FLYIO 2025-02-26 Tier 3

Fly.io — Taming a Voracious Rust Proxy¶

Summary¶

A Fly.io incident retrospective (2025-02-26, Tier 3) tracing a CPU-runaway + HTTP-error-spike incident on a couple of IAD edge servers to a TLS-close-notify state-machine bug in tokio-rustls that put an fly-proxy TlsStream into a busy-polling spurious-wakeup loop. The bug was triggered when a partner — Tigris Data — ran a load test whose connections closed with buffered data still on the underlying socket. The flamegraph showed Rust tracing's Subscriber dominating CPU time, which was the giveaway (entering/exiting a tokio span is supposed to be almost free, so if it dominates, the traced code is doing almost nothing and the containing Future is being poll'd in a tight loop). The fix was [upstream rustls PR

1950](https://github.com/rustls/rustls/pull/1950/files) — canonical¶

patterns/upstream-the-fix / patterns/flamegraph-to-upstream-fix instance.

Key takeaways¶

Symptom: two edge tripwires tripped in IAD — elevated fly-proxy HTTP errors + skyrocketing CPU utilisation on a couple of hosts.
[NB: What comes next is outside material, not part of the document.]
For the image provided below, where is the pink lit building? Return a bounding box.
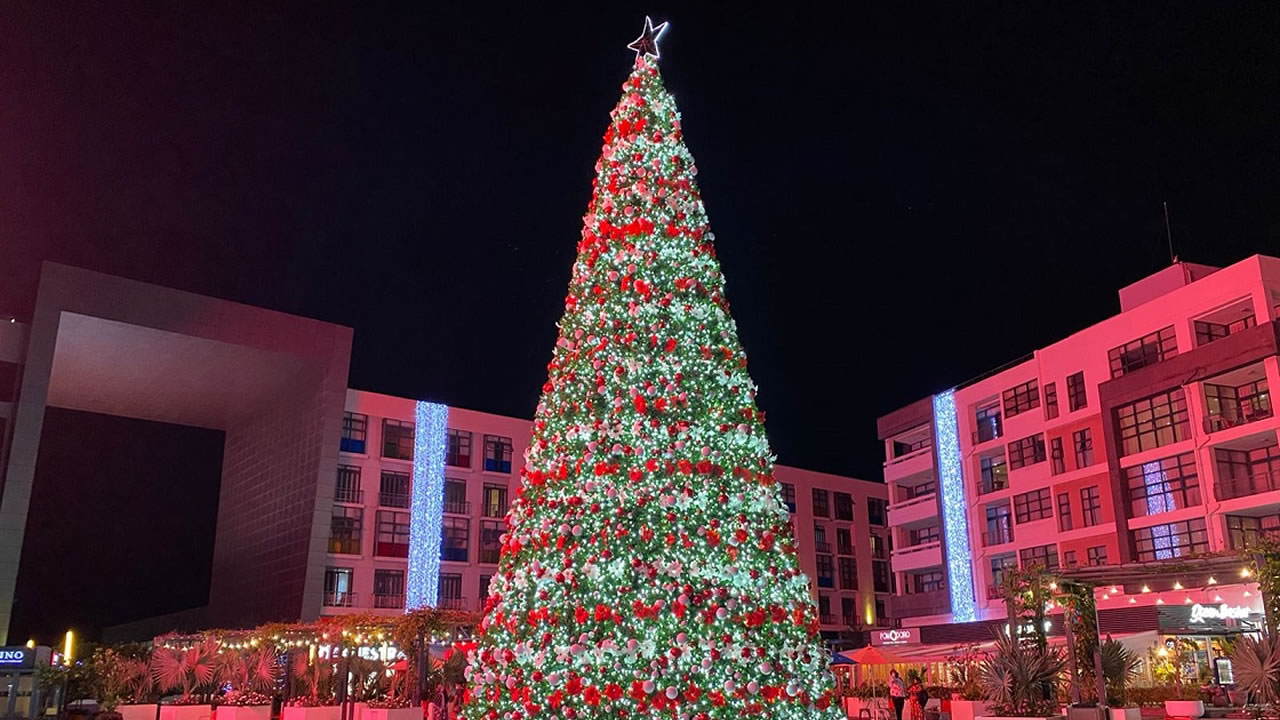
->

Bouncing fly-proxy cleared it; it came back. "For some number of hours, we're in an annoying steady-state of getting paged and bouncing proxies." (Source: article body.)
Diagnostic move: Pavel (proxy team) pulled a flamegraph from an angry proxy. A huge chunk was dominated by Rust tracing's Subscriber — "fuckin' weird", because entering/exiting a span in a Tokio stack is supposed to be very fast. If it dominates the profile, the traced code must be doing next to nothing — the whole Future is being poll'd in a tight loop.
Async-Rust primer embedded in the post worth preserving on the wiki: a Future is a state machine exposing one op, poll. Tokio drives it by passing a Waker — the Waker is the handle the Future uses to tell Tokio "something happened, poll me again." AsyncRead builds on Futures and returns Ready every time there's data ready — the caller keeps poll_read-ing until it stops being Ready.
Two footguns in this design (explicit in the article): (a) a poll of a Pending Future that accidentally trips its own Waker — infinite loop; (b) an AsyncRead that poll_read-returns Ready without actually progressing its underlying state machine — also an infinite loop because the caller keeps asking. The profile pattern at Fly.io was the second: "samples that almost terminate in libc, but spend next to no time in the kernel doing actual I/O" (Source: article body). Canonical wiki instance of concepts/spurious-wakeup-busy-loop.

Suspect narrowing via the fully-qualified Future type in the flamegraph:

&mut fp_io::copy::Duplex<&mut fp_io::reusable_reader::ReusableReader<
  fp_tcp::peek::PeekableReader<
    tokio_rustls::server::TlsStream<
      fp_tcp_metered::MeteredIo<
        fp_tcp::peek::PeekableReader<
          fp_tcp::permitted::PermittedTcpStream>>>>>,
  connect::conn::Conn<tokio::net::tcp::stream::TcpStream>>

Fly's own wrapper types don't touch Waker directly; that left Duplex (not recently changed, can't reproduce) and TlsStream (from Rustls via tokio-rustls) — which does have to reach into the async executor.

Root cause: rustls/tokio-rustls#72 — on orderly TLS shutdown with a CloseNotify Alert record, the sender has declared no more data will be sent; but if the underlying socket still has buffered bytes, TlsStream mishandles its Waker and falls into a busy-loop. Canonical concepts/tls-close-notify edge case — the close_notify-with-buffered-trailer scenario is rare enough that it didn't show in normal traffic.
Trigger: Tigris Data — Fly's object-storage partner — was running a load test. Traffic volume was modest (tens of thousands of connections) but each connection sent a small HTTP body and terminated early, which was enough to make some fraction hit the "close_notify happened before EOF" state. Fly asked Tigris to stop the load test while investigating; resumed after deploying the fix — "no spin-outs."
Fix: upstream rustls PR #1950 — described as "pretty straightforward." Canonical patterns/upstream-the-fix instance — the bug is in a shared ecosystem primitive used by everybody who does TLS in Rust, so the fix goes upstream, not around it.
Lessons the post draws on itself (sharp, recorded verbatim):
"Keep your dependencies updated. Unless you shouldn't keep your dependencies updated." Always update for vulnerabilities (this was technically a DoS vulnerability) and important bugfixes; otherwise "updating for the hell of it might also destabilize your project." The real problem is the process and test infrastructure to metabolise updates confidently — not the updates themselves. (Canonical wiki instance of patterns/dependency-update-discipline.)
"Spurious wakeups should be easy to spot, and triggering a metric when they happen should be cheap, because they're not supposed to happen often. So that's something we'll go do now." — canonical wiki statement of patterns/spurious-wakeup-metric as a cheap instrumentation primitive that would have caught this earlier.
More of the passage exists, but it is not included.